Publications

Internal Pattern Matching Queries in a Text and Applications

Published

SIAM Journal on Computing

Date

2023.05.02

Research Areas

Abstract

We consider several types of internal queries, that is, questions about fragments of a given text T specified in constant space by their locations in T. Our main result is an optimal data structure for Internal Pattern Matching (IPM) queries which, given two fragments x and y, ask for a representation of all fragments contained in y and matching x exactly; this problem can be viewed as an internal version of the Exact Pattern Matching problem. Our data structure answers IPM queries in time proportional to the quotient |y|/|x| of fragments' lengths, which is required due to the information content of the output. If T is a text of length n over an integer alphabet of size σ, then our data structure occupies O(n/logσn) machine words (that is, O(nlogσ) bits) and admits an O(n/logσn)-time construction algorithm. We show the applicability of IPM queries for answering internal queries corresponding to other classic string processing problems.
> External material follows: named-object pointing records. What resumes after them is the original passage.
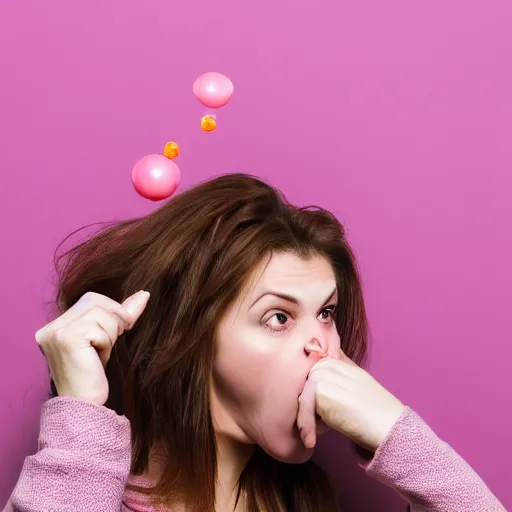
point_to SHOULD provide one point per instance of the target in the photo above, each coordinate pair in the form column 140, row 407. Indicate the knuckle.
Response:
column 60, row 336
column 90, row 296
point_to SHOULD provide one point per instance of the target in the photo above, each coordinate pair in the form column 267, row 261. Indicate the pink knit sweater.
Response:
column 83, row 464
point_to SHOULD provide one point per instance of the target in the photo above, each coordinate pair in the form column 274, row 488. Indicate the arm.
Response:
column 427, row 472
column 82, row 463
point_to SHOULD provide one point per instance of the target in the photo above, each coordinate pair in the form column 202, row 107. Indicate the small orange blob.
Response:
column 208, row 123
column 171, row 150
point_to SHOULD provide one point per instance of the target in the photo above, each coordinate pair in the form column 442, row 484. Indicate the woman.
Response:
column 208, row 393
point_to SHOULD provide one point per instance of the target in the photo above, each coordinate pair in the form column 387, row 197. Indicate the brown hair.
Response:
column 194, row 254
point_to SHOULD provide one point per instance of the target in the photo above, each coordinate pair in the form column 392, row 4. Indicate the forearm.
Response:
column 427, row 472
column 82, row 463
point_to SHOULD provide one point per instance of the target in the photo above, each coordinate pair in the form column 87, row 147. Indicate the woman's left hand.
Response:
column 347, row 399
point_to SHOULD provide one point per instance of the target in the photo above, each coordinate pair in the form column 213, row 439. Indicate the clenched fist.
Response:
column 78, row 344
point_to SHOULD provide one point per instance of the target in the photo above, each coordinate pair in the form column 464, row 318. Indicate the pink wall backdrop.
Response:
column 397, row 115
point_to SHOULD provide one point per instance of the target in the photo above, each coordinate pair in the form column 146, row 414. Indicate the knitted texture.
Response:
column 83, row 464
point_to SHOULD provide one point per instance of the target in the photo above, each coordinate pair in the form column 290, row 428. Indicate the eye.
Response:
column 327, row 313
column 277, row 322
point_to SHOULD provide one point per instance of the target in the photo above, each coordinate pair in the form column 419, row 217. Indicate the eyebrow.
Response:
column 289, row 298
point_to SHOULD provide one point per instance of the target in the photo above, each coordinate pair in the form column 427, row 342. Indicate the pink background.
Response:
column 397, row 115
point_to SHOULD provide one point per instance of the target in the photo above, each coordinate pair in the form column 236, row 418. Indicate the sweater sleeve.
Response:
column 427, row 472
column 82, row 463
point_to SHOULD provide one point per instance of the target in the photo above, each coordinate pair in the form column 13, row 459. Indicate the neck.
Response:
column 232, row 457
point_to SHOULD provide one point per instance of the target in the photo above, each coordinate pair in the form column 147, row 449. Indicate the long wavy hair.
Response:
column 194, row 255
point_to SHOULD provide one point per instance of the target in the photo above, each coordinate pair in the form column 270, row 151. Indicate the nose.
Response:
column 316, row 346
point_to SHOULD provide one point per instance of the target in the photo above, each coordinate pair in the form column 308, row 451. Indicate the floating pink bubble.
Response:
column 156, row 177
column 213, row 89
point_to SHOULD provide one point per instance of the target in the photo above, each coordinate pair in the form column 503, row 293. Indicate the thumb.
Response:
column 136, row 304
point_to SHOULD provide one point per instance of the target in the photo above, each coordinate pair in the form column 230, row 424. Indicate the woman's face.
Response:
column 262, row 361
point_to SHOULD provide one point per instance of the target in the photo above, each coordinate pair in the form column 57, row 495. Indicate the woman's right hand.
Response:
column 78, row 344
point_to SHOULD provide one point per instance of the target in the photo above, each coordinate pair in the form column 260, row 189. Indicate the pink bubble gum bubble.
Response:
column 156, row 177
column 213, row 89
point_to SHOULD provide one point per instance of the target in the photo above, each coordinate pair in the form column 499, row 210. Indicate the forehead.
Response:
column 287, row 272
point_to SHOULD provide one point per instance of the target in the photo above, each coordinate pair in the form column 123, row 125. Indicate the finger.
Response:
column 341, row 356
column 109, row 322
column 135, row 305
column 101, row 341
column 306, row 420
column 85, row 303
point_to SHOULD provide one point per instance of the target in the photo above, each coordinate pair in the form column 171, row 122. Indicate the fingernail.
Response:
column 135, row 302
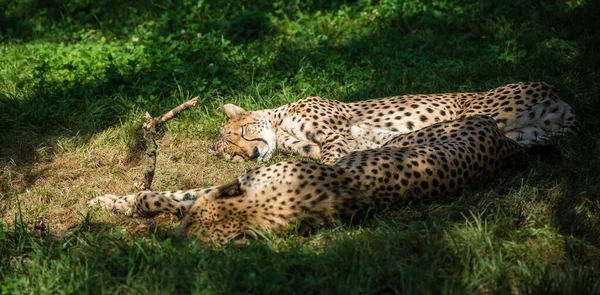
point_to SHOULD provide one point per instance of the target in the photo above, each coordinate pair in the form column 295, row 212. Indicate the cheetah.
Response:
column 436, row 161
column 324, row 129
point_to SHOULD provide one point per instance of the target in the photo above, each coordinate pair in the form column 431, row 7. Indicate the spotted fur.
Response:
column 439, row 160
column 320, row 128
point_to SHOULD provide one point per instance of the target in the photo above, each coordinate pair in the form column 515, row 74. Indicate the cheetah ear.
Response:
column 232, row 111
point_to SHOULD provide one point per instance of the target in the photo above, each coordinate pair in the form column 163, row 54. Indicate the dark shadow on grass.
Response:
column 422, row 52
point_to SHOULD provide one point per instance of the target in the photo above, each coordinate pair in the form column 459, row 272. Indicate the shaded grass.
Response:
column 76, row 77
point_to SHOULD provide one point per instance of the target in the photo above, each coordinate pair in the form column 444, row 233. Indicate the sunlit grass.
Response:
column 76, row 78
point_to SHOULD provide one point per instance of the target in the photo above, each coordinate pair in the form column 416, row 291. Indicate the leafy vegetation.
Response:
column 76, row 77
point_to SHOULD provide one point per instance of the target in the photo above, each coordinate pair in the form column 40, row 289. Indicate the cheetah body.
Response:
column 438, row 160
column 325, row 129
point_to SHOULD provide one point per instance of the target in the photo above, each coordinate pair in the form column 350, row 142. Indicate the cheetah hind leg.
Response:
column 149, row 203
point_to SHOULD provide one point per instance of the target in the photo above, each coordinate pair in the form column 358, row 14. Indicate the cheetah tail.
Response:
column 539, row 122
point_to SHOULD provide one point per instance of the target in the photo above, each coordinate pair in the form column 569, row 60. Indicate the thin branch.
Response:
column 149, row 127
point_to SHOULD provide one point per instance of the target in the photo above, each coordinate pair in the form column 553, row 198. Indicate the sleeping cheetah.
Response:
column 439, row 160
column 319, row 128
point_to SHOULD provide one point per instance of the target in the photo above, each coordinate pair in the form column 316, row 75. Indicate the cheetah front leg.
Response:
column 148, row 203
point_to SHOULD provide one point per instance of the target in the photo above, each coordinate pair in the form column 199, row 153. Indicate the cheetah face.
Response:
column 244, row 136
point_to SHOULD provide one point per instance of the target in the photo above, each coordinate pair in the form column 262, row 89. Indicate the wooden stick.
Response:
column 149, row 127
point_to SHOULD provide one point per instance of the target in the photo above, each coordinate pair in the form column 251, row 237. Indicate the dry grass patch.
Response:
column 57, row 189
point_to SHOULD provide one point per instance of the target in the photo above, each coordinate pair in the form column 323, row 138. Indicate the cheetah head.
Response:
column 245, row 136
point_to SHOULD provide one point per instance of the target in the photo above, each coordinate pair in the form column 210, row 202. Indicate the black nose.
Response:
column 255, row 153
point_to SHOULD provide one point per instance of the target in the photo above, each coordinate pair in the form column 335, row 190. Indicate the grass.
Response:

Among others, we derive optimal data structures reporting the periods of a fragment and testing the cyclic equivalence of two fragments. IPM queries have already found numerous further applications, following the path paved by the classic Longest Common Extension (LCE) queries of Landau and Vishkin (JCSS, 1988). In particular, IPM queries have been implemented in grammar-compressed and dynamic settings and, along with LCE queries, constitute elementary operations of the PILLAR model, developed by Charalampopoulos, Kociumaka, and Wellnitz (FOCS 2020). On the way to our main result, we provide a novel construction of string synchronizing sets of Kempa and Kociumaka (STOC 2019). Our method, based on a new restricted version of the recompression technique of Jeż (J. ACM, 2016), yields a hierarchy of O(logn) string synchronizing sets covering the whole spectrum of fragments' lengths.